Karl Walsh, affectionately known as Wally, is 64 years old and still working part-time at Funk and Gruven A-Z, an antique store in Belleville’s downtown core. Walsh cleans and restores furniture at the antique shop, as well as making coffee and doing other odd jobs.
“I retired about five years ago. Watching TV and reading books non-stop for six months was more than I could stand. Now I work here part time,” said Walsh.
“Life would be so boring,” said Walsh about not having a part-time job. “People who retire like me, without really a plan of what you want to do, or without the financial resources to do it, it’s really an empty kind of life.”
“So this fills up my day, gives me something to look forward to, and I’m hopeful that I can play some small role in the success of the business,” said Walsh.
Walsh, who holds an MBA in chemical engineering, met the owner of Funk and Gruven A-Z in a comical way five years ago.
While working for a landlord, Walsh was in the middle of digging a whole, when Mike Malachowski came along and asked him if he was planning on digging to China. Walsh responded by making a joke about finding a menu, securing a friendship with Malachowski.
“He started hiring me just to do the occasional thing, like if he needed to move some furniture. Mike’s taught me to do various things such as touching up and repairing the items, as well as cleaning,” said Walsh.

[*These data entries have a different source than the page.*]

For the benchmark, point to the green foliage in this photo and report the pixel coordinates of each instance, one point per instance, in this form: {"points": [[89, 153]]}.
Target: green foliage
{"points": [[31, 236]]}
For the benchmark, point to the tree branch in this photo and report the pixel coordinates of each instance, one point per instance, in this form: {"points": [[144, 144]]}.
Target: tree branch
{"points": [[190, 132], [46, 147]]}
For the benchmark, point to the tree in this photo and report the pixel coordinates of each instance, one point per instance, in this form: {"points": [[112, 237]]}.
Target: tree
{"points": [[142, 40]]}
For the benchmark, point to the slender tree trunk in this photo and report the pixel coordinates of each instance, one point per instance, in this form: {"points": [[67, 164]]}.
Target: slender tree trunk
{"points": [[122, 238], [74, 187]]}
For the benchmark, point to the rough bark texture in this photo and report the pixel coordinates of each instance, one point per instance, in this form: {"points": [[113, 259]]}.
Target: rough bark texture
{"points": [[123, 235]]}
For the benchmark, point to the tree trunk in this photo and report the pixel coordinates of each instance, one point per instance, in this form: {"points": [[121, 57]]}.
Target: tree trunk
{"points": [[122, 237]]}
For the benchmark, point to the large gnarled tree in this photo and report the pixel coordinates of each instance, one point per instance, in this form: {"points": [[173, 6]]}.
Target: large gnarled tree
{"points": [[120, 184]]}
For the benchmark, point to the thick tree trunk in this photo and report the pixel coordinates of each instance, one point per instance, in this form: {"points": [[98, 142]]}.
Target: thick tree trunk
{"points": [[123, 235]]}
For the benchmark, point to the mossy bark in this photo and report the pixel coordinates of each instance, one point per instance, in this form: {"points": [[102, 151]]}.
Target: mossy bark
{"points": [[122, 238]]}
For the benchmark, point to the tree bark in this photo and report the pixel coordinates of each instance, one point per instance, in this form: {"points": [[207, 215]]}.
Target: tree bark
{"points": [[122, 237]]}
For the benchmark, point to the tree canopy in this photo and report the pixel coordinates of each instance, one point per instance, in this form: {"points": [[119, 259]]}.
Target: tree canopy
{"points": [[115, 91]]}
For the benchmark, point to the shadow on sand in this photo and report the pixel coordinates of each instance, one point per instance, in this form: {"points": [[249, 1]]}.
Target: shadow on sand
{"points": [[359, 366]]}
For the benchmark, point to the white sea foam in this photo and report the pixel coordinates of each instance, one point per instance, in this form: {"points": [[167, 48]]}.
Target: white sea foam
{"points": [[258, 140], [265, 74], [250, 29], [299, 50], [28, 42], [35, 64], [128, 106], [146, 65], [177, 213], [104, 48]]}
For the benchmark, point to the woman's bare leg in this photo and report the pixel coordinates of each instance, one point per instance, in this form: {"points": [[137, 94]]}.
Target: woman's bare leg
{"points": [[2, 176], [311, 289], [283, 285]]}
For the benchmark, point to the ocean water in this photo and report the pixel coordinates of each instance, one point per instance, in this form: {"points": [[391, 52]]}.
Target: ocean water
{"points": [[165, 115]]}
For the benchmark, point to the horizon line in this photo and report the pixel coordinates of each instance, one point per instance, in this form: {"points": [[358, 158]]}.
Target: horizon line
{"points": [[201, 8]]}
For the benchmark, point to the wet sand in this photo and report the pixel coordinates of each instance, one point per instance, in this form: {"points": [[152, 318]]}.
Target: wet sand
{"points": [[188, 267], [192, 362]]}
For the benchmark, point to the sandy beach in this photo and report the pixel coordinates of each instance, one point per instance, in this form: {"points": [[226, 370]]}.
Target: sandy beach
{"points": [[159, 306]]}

Now Walsh works at the store two to three times a week as a way to keep himself busy, and stay up to date with the community.
Joy Martin, who does marketing and sales for the antique store, also talked about the benefits of having a part-time-job for Walsh.
“It’s good for him. I mean, I don’t think he ever fully retired, so he’s carrying on. Both of us are doing something we haven’t done before. Retail, I’ve never worked retail, and neither has he, that I know of. We’re learning things every day and hopefully contributing,” said Martin.
But Walsh is not the only senior working at the antique store. They also work with a cabinetmaker who he estimates in his late seventies or early eighties. Walsh mentioned that he thinks the cabinetmaker is a genius.
However, working at the antique store is not all that keeps Walsh busy in his retirement. He is also a musician, playing the saxophone, clarinet and the flute. He has been playing since he was seven years old, calling it his first love and passion.
“I now play in six different bands, and I have my own little group. So I guess this keeps me busy at night. I’ve busy here in the day, and busy with music at night,” explained Walsh.
With two substantial activities in his life, Walsh maintains a lifestyle that keeps both his mind and body active. Walsh is a living example that hard work does not end once a person reaches the age of retirement.